How People Vote is Broken #cdnpoli #election2012

A great many people yesterday voted for people they don’t really believe in. They voted for Obama, or Romney, because they felt there was no other choice compared to the danger of the unknown, or the risk of a too-familiar vote split to let a kleptocrat win.

I’m not certain what forces and situations need to come together to kick off a political shift like the kind seen after Brian Mulroney left the Progressive Conservatives to scrape up two seats in Parliament in 1993, but that sort of party-reputation-gutting hasn’t befallen the Democrats yet. It hasn’t even plagued the Republicans in the form of a consequence they’ll react to meaningfully. They can still taste power that is only two or four years away (instead of the monumental shift in priorities required).

No, the GOP will continue to nominate male, blustery speakers who prattle on about rape and abortion because those subjects divide and excite passions in some voters. And they will later either bring America into the theological state they crave, or fail utterly and implode their party like a male Kim Campbell.

And in Canada, Conservatives are plagued with the same lack of well-built and well-funded political options.
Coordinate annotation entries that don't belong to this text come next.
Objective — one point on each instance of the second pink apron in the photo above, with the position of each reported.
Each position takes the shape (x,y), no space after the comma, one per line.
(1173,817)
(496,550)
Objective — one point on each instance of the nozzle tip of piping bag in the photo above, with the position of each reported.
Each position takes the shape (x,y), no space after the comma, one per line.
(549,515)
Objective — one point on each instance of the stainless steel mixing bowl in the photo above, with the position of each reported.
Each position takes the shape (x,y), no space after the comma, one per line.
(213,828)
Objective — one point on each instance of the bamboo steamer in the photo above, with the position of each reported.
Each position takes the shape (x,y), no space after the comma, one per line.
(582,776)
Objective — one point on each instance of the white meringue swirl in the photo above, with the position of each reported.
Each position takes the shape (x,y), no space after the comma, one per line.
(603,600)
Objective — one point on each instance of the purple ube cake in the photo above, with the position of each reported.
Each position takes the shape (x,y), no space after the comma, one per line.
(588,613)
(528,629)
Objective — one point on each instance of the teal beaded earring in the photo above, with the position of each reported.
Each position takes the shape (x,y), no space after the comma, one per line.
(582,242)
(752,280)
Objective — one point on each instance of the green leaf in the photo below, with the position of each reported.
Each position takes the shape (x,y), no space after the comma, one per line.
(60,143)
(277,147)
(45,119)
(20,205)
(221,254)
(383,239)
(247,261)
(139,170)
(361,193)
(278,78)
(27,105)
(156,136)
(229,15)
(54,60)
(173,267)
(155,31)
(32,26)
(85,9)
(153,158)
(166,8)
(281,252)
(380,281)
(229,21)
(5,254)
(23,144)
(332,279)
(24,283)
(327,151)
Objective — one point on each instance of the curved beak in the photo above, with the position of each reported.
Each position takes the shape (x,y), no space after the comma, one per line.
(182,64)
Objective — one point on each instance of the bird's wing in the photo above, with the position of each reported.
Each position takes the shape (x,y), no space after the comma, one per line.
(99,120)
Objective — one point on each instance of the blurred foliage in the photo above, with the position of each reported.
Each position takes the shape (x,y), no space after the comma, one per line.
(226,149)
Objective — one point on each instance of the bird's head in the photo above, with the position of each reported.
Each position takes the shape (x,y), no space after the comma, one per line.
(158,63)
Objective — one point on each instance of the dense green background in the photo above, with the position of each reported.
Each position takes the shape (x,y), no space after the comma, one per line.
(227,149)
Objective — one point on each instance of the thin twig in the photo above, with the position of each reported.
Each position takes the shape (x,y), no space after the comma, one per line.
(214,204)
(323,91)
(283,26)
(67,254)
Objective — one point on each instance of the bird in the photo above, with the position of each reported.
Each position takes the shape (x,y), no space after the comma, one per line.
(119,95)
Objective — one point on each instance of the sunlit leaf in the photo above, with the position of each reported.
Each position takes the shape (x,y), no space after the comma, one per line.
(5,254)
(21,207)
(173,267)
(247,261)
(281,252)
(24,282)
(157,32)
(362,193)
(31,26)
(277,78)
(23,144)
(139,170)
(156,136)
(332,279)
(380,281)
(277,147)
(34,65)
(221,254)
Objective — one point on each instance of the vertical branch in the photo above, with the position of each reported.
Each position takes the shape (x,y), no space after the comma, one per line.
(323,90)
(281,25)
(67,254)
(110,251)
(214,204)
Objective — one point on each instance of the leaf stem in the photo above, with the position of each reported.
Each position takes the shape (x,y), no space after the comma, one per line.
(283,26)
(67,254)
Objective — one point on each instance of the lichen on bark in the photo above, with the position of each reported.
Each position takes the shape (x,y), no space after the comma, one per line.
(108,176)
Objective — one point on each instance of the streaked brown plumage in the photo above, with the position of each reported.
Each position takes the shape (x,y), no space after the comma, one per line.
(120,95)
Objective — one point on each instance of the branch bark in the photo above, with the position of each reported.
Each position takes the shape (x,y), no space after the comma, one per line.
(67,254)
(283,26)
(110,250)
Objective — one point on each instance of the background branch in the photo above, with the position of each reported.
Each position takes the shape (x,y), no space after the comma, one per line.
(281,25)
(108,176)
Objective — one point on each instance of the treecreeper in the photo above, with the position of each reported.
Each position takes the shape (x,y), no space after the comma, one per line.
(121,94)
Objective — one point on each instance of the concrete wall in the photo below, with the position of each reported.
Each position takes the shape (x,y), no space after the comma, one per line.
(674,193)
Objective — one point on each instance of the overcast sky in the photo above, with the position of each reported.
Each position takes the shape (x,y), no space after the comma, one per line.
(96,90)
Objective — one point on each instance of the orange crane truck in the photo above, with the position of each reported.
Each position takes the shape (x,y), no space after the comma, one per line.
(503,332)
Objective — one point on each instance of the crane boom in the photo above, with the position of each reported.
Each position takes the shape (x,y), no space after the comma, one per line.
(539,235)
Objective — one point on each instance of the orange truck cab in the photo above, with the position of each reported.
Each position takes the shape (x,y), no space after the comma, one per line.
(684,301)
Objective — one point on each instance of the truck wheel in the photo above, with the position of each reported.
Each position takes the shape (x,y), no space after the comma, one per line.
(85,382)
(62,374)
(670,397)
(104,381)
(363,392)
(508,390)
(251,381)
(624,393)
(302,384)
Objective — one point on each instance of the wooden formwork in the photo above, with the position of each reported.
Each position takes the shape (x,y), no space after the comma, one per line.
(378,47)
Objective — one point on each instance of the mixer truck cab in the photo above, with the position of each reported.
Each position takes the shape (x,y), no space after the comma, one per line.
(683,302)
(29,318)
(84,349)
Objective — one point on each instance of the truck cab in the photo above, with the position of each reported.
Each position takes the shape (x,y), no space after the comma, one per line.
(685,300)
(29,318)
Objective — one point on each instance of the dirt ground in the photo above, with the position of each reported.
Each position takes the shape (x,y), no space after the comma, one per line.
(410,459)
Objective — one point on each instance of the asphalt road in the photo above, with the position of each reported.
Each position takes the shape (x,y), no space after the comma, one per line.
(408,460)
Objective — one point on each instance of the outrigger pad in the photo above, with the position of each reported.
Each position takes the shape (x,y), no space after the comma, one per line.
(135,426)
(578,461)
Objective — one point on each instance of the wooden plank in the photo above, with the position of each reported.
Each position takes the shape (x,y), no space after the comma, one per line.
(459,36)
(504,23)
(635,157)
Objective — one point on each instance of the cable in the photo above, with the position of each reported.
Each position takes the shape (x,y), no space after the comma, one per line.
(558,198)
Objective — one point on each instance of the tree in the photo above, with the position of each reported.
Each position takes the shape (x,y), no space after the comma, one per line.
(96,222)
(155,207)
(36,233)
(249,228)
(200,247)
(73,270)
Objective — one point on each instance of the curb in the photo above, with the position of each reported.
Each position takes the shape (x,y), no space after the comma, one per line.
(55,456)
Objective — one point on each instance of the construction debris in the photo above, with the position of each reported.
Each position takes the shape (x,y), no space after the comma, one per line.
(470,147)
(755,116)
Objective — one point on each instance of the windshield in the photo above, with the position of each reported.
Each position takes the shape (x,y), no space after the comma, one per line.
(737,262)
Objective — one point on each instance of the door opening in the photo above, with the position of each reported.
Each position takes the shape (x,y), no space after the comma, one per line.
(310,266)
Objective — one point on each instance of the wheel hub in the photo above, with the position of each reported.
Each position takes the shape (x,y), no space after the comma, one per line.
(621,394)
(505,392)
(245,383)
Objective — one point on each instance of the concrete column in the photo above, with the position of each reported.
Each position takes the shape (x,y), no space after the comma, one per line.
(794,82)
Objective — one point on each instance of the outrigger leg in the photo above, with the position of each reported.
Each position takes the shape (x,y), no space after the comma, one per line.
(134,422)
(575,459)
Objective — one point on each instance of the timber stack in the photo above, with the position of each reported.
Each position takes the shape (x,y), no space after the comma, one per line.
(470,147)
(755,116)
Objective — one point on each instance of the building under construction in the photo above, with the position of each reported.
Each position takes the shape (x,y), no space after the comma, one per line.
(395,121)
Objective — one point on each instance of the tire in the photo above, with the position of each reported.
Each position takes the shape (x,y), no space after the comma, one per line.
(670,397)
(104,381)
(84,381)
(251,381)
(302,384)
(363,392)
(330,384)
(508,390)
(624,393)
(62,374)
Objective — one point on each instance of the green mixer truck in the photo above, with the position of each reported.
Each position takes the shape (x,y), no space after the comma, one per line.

The merger of the Reform Party and Progressive Conservative Party left right-wing voters with a single, mindless, power machine and no clean escape. The lack of Proportional Representation in our elections left us vulnerable to illegal robocall schemes to suppress votes, and pressed similar parties to merge when they should not have done so in the interest of democracy. Now we must worry about the left wing parties merging into one, instead of co-operating to bring us electoral reform first.

What would it take for Conservatives to toss the current bunch of crooks and cheaters under the bus and decide to build a new party that could have some respectability? Paper evidence isn’t enough. Audio recording of a bribe is not enough. Audio recording of an election crime isn’t enough. Why does power motivate millions to ignore obvious crimes and vote anyway for the Obamas and Harpers of the world?

Our democracies fail because they favour well organized [criminal] professional politicians and power seekers over less organized, good people. Our electoral systems are broken, and we use broken/defective/corruptible techniques instead of improving.

So instead we end up with FIPA:

And Mercer doesn’t stop there with the blunt presentation of our anti-democratic government:

3 responses to “How People Vote is Broken #cdnpoli #election2012

  1. There is so much corporate media propaganda that keeps voters either confused or vote suppressed. We need a lot more Rick Mercer style humour with a knife twist to turn it around. Ridicule Harper. He is ridiculous…

  2. “The merger of the Reform Party and Progressive Conservative Party.”
    It wasn’t a merger. It was a reverse takeover by the arrogant upstart party.

  3. I seriously wonder if you even have a clue sometimes. When you say people had no choice for fear of “the risk of a too-familiar vote split” it seems you are oblivious to the fact that America is a 2 party electoral system. A ‘vote split’ can only occur with a system of 3 or more parties. I know, math is hard.

    Perhaps you weren’t paying attention when the Republicans ran Sarah Palin for VP and Michelle Bachmann as a leadership contender. Nikki Haley? Sharron Angle? Christine O’Donnell? How about visible minority Mia Love losing to the racist Democrat machine in Florida? Yah, a white man won… those racists Democrats! As for rape, abortion, binders, big bird, racial tension and every other unimportant Democrat electoral platform subject… we’ll see how important these are when the US economy tanks and unemployment balloons!

    In Canada, Conservatives openly and transparently chose the direction of their beliefs, initially Reform through Alliance and Progressive Conservative on to The Conservative Party of Canada. Try to think of it as voices in a beautiful choir. A choir united under a single banner. United under a single leader. United under singular principles and purpose. The choir was so big and popular that EVERY other political party in Canada instantly became redundent. Rather than they themselves undergo a re-evaluation of their beliefs the Lieberals, Green (in the gills), Dipps and Bloc-heads teamed up, with ABSOLUTELY NO consultation from their constituents, their party’s membership, to share power amongst themselves. They wouldn’t keep their integrity and do it under a united banner as conservatives did, rather, they did it Ol’ Boys style with a nudge, nudge, wink, wink.

    Ooooppsy! You did mean the GreenLibDipp Blockhead Alliance when you said “pressed similar parties to merge when they should not have done so in the interest of democracy” didn’t you?